The CG work holds up pretty well for the most part, though there are a few scenes where a character's hand looks really fake when it's surrounded by flames, and Hellboy sometimes looks like a video game character during a few fights. I call it "The First Spider-Man Movie CG" syndrome.
Some of the actors left me a bit underwhelmed. Doug Jones performs well as Abe Sapien, but he all but disappears from the movie after a certain point, and there were several large story beats where getting a reaction from him would be important. I was also left wanting to know more about some of the other main cast. Rupert Evans felt flat as John Myers (Corey Johnson's Agent Clay, on the other hand, gave us little to work with, but still felt more real), and Selma Blair's Liz felt distant. There was obviously a strong past between her characters and the other characters, but other than some lip service to "growing up together" we never really see her react to this shared history in a way that felt realistic. To be fair, if her character gets upset things tend to blow up, but consider Mark Ruffalo's Bruce Banner, someone who manages to look and act haunted by what they have to struggle to control, but still able to have powerful character moments.
Biddy Hodson's Ilsa was a waste of a character, and while I liked Karel Roden's Rasputin well enough at the beginning, there were too many questions in the air involving his character to really give him much in the way of being a credible threat. Ladislav Beran's Karl Kroenen was much the same, except we actually saw him be dangerous. However, in a scene later in the movie where he feigns death to infiltrate the good guys' base, I found myself wondering "wait, didn't the means of him staying alive just get removed? How is he getting back up again?"

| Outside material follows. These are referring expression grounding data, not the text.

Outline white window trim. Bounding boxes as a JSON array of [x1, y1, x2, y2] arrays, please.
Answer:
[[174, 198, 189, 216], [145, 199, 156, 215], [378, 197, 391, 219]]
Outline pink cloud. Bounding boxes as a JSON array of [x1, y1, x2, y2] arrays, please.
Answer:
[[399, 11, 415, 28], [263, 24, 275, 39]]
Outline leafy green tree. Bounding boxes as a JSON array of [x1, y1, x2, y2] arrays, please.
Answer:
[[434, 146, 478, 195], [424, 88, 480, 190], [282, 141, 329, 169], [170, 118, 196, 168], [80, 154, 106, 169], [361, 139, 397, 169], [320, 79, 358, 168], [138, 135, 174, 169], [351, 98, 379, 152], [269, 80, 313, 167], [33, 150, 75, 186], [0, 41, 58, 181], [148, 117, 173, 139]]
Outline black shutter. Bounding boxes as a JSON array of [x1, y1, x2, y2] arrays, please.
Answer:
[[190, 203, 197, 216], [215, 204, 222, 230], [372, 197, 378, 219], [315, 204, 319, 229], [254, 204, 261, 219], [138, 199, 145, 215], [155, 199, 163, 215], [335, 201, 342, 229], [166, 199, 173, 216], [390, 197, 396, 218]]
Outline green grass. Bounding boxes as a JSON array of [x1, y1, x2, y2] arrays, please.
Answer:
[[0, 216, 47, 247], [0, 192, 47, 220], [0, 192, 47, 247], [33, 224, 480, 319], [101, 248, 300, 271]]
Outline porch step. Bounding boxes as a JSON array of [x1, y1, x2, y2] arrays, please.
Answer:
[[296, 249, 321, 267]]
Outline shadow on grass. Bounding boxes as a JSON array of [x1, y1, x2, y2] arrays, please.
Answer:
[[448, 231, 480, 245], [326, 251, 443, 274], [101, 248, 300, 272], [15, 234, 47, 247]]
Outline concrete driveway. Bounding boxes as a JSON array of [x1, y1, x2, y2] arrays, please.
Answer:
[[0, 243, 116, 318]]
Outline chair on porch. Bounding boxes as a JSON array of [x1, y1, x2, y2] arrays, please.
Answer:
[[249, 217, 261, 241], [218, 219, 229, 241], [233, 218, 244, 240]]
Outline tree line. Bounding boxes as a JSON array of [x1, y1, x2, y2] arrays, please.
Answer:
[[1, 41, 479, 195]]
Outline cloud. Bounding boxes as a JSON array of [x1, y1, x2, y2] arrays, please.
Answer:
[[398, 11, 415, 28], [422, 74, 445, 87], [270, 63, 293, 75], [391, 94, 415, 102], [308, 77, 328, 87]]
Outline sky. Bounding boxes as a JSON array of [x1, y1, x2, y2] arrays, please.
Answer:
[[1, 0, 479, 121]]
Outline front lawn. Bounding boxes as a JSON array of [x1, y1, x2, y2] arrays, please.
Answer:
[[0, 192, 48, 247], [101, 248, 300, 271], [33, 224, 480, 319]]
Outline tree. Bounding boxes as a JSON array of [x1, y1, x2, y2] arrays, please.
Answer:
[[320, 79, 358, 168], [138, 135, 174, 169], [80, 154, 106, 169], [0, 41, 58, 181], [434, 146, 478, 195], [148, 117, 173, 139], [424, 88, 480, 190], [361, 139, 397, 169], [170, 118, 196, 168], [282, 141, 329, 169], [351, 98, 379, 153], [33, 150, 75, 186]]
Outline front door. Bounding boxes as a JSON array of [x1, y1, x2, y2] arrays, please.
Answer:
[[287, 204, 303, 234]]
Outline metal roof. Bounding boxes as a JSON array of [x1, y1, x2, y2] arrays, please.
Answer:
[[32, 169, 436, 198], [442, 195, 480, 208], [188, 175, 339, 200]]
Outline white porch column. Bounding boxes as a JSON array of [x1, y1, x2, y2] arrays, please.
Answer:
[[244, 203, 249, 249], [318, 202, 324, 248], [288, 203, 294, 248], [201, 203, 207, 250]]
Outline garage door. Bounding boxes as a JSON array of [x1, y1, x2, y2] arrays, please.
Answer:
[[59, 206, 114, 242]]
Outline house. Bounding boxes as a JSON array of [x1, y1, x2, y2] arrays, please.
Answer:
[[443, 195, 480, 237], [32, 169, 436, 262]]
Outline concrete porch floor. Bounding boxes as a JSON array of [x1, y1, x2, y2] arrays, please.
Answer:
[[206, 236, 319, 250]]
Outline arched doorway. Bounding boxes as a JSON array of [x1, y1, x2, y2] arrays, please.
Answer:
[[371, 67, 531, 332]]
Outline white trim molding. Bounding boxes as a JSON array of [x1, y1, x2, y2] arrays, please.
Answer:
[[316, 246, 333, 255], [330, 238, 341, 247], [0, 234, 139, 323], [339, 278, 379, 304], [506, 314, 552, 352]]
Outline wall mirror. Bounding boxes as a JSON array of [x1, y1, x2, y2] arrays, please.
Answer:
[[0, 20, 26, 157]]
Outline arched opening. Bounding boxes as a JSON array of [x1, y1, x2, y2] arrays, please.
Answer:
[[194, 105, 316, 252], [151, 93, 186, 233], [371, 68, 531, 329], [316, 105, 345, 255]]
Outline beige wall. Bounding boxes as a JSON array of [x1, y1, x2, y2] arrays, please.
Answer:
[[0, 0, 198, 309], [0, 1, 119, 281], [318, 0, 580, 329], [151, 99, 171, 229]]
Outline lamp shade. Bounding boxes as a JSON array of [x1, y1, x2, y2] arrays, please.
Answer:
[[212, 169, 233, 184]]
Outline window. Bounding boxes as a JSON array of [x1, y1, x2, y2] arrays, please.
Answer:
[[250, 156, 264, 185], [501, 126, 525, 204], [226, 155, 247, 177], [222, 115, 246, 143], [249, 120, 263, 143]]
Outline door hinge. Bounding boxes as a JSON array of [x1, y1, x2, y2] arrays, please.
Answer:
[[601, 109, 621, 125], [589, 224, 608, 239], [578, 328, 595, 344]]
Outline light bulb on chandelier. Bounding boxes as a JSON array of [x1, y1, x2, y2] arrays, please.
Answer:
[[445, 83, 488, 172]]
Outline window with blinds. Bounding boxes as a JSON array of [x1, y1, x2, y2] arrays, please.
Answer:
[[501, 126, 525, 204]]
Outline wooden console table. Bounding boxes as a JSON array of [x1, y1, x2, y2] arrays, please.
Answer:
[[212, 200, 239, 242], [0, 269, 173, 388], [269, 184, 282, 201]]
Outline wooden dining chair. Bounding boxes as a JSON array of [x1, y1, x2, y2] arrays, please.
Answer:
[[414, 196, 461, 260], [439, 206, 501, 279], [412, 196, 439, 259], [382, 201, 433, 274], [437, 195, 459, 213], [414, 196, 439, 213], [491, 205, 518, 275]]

Hellboy is a fun movie and worth seeing for Ron Perlman and Del Toro's sets. The writing has a few strong moments (many of which come from lines spoken by Abe Sapien), the set pieces are great, the action is well-choreographed, but there are a lot of things that I think could have used a few more rewrites and some more polishing.
Fun movie? Certainly. Great movie? Not taken as a whole. Good enough for what it wants to be? I'll allow it.